If you haven't got raw milk from grass-fed animals (and dairy products made from that), he says you'll need to get these nutrients from seafood, including the organs, heads, brains, eyes, and eggs of fish and shellfish, and from the the organs of land animals. The native Australians would have done that.
Nagel seems very down on cereal grains. He says what Price couldn't have known about in the 1930s were antinutrients like phytates. These seem to have a major role in tooth decay. It's not that you can't eat these and still have cavity-free teeth (as the Swiss, Hebridean Islanders, and the Dinka demonstrate); it's that, if you do, by golly do they take some careful preparation. (c.f. the note above on the Swiss rye bread.)
He also claims you need to avoid raw nuts because of antinutrients, and he says cocoa is high in phytic acid (as well as usually accompanied by a lot of sugar), which I hadn't known.
There's more on calcium and phosphorus.

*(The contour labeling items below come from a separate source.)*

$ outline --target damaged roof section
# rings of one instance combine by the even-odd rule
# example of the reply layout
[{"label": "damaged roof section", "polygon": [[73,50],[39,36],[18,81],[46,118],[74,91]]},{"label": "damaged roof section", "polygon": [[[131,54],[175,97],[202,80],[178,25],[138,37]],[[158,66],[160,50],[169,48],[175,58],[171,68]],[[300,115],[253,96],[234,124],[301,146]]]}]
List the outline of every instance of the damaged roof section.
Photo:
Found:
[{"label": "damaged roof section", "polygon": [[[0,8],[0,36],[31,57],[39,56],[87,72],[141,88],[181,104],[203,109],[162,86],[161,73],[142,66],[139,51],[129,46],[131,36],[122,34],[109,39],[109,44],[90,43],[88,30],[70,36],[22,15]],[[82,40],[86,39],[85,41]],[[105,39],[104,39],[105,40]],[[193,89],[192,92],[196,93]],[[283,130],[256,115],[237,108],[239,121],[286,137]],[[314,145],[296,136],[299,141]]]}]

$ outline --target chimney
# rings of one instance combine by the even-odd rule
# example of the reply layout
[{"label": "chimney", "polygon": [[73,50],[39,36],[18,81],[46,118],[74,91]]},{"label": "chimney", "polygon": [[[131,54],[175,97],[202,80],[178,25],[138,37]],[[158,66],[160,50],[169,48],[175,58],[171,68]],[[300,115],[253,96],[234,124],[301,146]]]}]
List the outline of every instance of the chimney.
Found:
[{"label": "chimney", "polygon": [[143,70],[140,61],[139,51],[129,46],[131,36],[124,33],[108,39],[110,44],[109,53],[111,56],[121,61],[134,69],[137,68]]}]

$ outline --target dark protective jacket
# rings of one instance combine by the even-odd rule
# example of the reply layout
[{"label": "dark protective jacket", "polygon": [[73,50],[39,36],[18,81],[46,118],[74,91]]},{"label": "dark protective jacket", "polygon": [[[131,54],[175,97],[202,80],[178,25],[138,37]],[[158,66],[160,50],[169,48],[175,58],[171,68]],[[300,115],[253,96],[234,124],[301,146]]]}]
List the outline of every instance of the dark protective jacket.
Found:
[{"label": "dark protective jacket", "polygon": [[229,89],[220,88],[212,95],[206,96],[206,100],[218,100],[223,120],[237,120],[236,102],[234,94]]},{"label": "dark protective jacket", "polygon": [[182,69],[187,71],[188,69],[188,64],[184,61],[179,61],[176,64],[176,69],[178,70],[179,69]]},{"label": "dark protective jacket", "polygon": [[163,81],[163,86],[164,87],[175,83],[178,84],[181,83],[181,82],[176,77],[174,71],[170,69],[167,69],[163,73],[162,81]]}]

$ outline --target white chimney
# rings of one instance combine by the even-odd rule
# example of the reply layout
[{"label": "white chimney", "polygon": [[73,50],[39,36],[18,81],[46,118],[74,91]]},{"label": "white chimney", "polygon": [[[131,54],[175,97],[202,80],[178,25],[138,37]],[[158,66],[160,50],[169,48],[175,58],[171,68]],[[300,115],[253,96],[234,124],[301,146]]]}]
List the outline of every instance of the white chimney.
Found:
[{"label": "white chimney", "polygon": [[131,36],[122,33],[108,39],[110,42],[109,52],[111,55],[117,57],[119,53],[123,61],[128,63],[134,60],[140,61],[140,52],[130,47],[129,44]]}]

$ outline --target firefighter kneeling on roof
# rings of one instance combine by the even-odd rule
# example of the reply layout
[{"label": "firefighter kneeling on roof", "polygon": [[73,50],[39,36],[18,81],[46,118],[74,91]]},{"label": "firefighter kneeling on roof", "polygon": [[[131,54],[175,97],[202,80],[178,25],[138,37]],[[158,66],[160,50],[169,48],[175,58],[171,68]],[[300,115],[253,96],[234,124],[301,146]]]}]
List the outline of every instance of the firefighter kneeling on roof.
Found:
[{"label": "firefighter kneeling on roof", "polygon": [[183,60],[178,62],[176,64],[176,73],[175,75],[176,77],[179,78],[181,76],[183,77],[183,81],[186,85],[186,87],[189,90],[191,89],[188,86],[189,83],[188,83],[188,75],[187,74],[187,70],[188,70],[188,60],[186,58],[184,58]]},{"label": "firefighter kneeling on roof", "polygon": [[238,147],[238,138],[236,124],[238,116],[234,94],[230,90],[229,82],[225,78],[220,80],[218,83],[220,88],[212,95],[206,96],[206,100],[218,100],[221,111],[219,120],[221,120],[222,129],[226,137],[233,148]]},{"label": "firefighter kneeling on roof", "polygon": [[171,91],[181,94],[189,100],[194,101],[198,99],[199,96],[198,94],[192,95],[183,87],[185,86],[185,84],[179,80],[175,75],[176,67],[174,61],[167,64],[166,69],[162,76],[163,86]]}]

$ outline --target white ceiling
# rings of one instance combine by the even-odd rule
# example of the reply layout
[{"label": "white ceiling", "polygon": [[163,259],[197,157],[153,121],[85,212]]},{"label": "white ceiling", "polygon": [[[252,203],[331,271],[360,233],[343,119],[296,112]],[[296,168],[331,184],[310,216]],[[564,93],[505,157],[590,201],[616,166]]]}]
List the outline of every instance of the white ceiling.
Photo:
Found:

He says it's been shown by a dentist called Melvin Page that it's the calcium–phosphorus balance in the blood that's important. You need sufficient supplies of both minerals in the diet (and of fat-soluble vitamins for them to be utilized). However, there's more to it that that—for example, blood sugar fluctuations can cause the balance to fluctuate, which he says can be bad news:
A ratio fo 8.75 mg of calcium per 100 ml of blood, and 3.75 mg ... with normal blood sugar levels creates immunity to tooth decay. ...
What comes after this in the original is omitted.